Yeast Nation: The Triumph of Life Review

Southwark Playhouse – until 27 August 2022

Reviewed by Alun Hood

2**

It has taken 27 years for this highly eccentric musical comedy from Mark Hollmann and Greg Kotis, the team behind the Tony Award-winning Urinetown, to reach London. According to a programme note, it has played all over the US, as well as Germany and Mexico, and “at every step of the way, the show became clearer and stronger.” Quite frankly, the mind boggles at what those earlier versions must have been like then, as it’s barely comprehensible now, despite the valiant efforts of a magnificent cast in Benji Sperring’s boisterous staging.

Set in the primordial soup in the year 3,000,458,000 BC, all the characters are yeast (they’re all called variations on the name Jan – “Jan the Wise”, “Jan the Sly”, “Jan the Wretched” and so on – presumably because they all originated from the same organism) and the story is a sort of quest, as one of the Jan’s breaks with conformity and defies the iron rule of their leader, Jan the Eldest, to explore other possibilities of existence, away from the murky bottom of the ocean. Oh, and they fall in love with another rebellious Jan. It’s all utterly bonkers and, to it’s credit, doesn’t take itself at all seriously.

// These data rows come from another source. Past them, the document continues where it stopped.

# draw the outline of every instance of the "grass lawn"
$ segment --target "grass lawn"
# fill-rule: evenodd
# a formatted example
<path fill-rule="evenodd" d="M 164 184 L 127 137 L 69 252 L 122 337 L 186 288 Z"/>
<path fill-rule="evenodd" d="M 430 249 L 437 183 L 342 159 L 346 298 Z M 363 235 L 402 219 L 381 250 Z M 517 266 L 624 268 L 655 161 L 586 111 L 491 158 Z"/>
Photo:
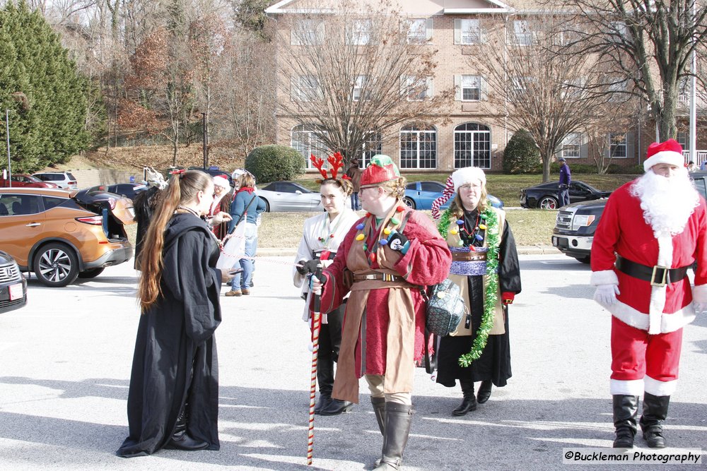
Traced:
<path fill-rule="evenodd" d="M 410 181 L 433 180 L 444 183 L 449 177 L 445 173 L 431 174 L 404 174 L 405 178 Z M 576 174 L 573 175 L 574 179 L 584 181 L 600 190 L 614 191 L 636 178 L 637 175 L 599 175 L 597 174 Z M 555 174 L 551 174 L 550 180 L 555 181 L 559 177 Z M 298 183 L 307 188 L 319 191 L 319 186 L 312 179 L 296 180 Z M 489 192 L 500 198 L 506 206 L 518 206 L 520 204 L 520 190 L 529 186 L 534 186 L 542 183 L 542 175 L 505 175 L 489 174 L 486 175 L 486 188 Z"/>

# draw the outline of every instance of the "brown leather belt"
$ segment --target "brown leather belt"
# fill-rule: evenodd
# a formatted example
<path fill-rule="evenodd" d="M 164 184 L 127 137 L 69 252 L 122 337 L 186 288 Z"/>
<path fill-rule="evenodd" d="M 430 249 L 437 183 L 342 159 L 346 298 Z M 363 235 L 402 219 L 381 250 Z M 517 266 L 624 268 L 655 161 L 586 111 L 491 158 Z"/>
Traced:
<path fill-rule="evenodd" d="M 452 261 L 485 261 L 486 256 L 486 252 L 452 252 Z"/>
<path fill-rule="evenodd" d="M 617 256 L 616 267 L 629 276 L 650 282 L 651 286 L 665 286 L 680 281 L 687 275 L 687 269 L 690 268 L 671 268 L 660 265 L 651 267 L 624 258 L 620 255 Z"/>
<path fill-rule="evenodd" d="M 365 275 L 354 275 L 354 281 L 369 281 L 376 280 L 378 281 L 405 281 L 405 278 L 397 275 L 390 275 L 389 273 L 366 273 Z"/>

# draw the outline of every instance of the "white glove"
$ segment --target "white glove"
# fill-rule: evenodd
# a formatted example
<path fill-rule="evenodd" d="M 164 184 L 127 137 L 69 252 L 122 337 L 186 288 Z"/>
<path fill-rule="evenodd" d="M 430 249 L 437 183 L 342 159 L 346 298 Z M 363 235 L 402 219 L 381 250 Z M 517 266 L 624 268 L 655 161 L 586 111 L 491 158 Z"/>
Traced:
<path fill-rule="evenodd" d="M 617 304 L 617 294 L 621 294 L 618 285 L 600 285 L 594 293 L 594 299 L 602 304 Z"/>

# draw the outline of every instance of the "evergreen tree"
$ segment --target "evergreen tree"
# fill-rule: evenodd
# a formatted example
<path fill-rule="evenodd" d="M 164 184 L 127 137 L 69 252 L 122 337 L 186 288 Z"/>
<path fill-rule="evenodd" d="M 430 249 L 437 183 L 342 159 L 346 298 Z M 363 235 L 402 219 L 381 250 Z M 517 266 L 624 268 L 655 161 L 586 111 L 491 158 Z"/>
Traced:
<path fill-rule="evenodd" d="M 0 10 L 0 133 L 5 137 L 4 110 L 10 109 L 13 172 L 66 162 L 88 148 L 88 89 L 38 11 L 30 11 L 24 0 Z"/>

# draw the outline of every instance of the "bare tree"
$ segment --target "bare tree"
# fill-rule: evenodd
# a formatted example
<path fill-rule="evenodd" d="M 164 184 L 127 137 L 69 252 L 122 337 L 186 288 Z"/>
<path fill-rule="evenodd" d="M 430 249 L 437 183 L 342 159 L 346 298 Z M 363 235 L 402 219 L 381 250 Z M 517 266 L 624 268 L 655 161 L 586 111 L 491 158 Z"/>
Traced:
<path fill-rule="evenodd" d="M 675 138 L 680 81 L 707 43 L 707 4 L 696 0 L 569 0 L 565 30 L 573 54 L 598 54 L 602 67 L 632 83 L 648 102 L 659 138 Z M 693 14 L 694 6 L 694 14 Z M 699 80 L 704 84 L 703 77 Z"/>
<path fill-rule="evenodd" d="M 571 133 L 591 123 L 607 97 L 597 93 L 602 75 L 590 71 L 595 56 L 566 54 L 564 38 L 549 14 L 489 22 L 473 61 L 487 82 L 489 112 L 506 110 L 508 122 L 530 133 L 542 159 L 542 181 Z M 604 88 L 606 85 L 604 85 Z"/>
<path fill-rule="evenodd" d="M 373 134 L 447 118 L 453 90 L 432 90 L 436 50 L 392 1 L 300 8 L 310 13 L 278 18 L 279 117 L 314 125 L 322 150 L 348 162 Z"/>

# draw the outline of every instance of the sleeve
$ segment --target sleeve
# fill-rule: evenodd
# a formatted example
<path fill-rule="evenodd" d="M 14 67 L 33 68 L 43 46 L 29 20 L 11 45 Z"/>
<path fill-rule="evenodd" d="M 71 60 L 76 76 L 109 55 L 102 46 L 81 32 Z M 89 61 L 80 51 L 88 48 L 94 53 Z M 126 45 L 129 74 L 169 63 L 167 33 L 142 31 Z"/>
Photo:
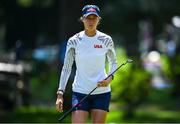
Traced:
<path fill-rule="evenodd" d="M 71 40 L 69 40 L 66 47 L 64 65 L 61 71 L 58 90 L 65 91 L 69 76 L 71 74 L 74 58 L 75 58 L 74 44 Z"/>
<path fill-rule="evenodd" d="M 115 49 L 114 49 L 114 43 L 113 43 L 111 38 L 108 41 L 107 58 L 108 58 L 108 62 L 109 62 L 109 73 L 108 73 L 108 75 L 110 75 L 117 68 L 117 58 L 116 58 L 116 53 L 115 53 Z"/>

The problem is though, is that it’s just not all that funny either. Lacking the wit of other cultish musicals, such as Little Shop of Horrors, Hedwig and the Angry Inch and indeed this same team’s Urinetown, Yeast Nation seems content to be a one-joke curiosity that might have worked for forty five minutes or so, but starts to feel desperately overstretched as a full length show, clocking in at two and a half hours.

Despite the creator’s aspirations to Shakespearean and Greek tragedy (and the perfomers do speak in a sort of heightened sub-classical language that adds to the overall other-worldliness of the whole thing), it just isn’t possible to have any emotional investment in characters that are prehistoric single-celled organisms. Also. the storytelling is far from clear, a problem compounded by Adam Fisher’s unsubtle sound design which renders more than fifty percent of lyrics and dialogue unintelligible.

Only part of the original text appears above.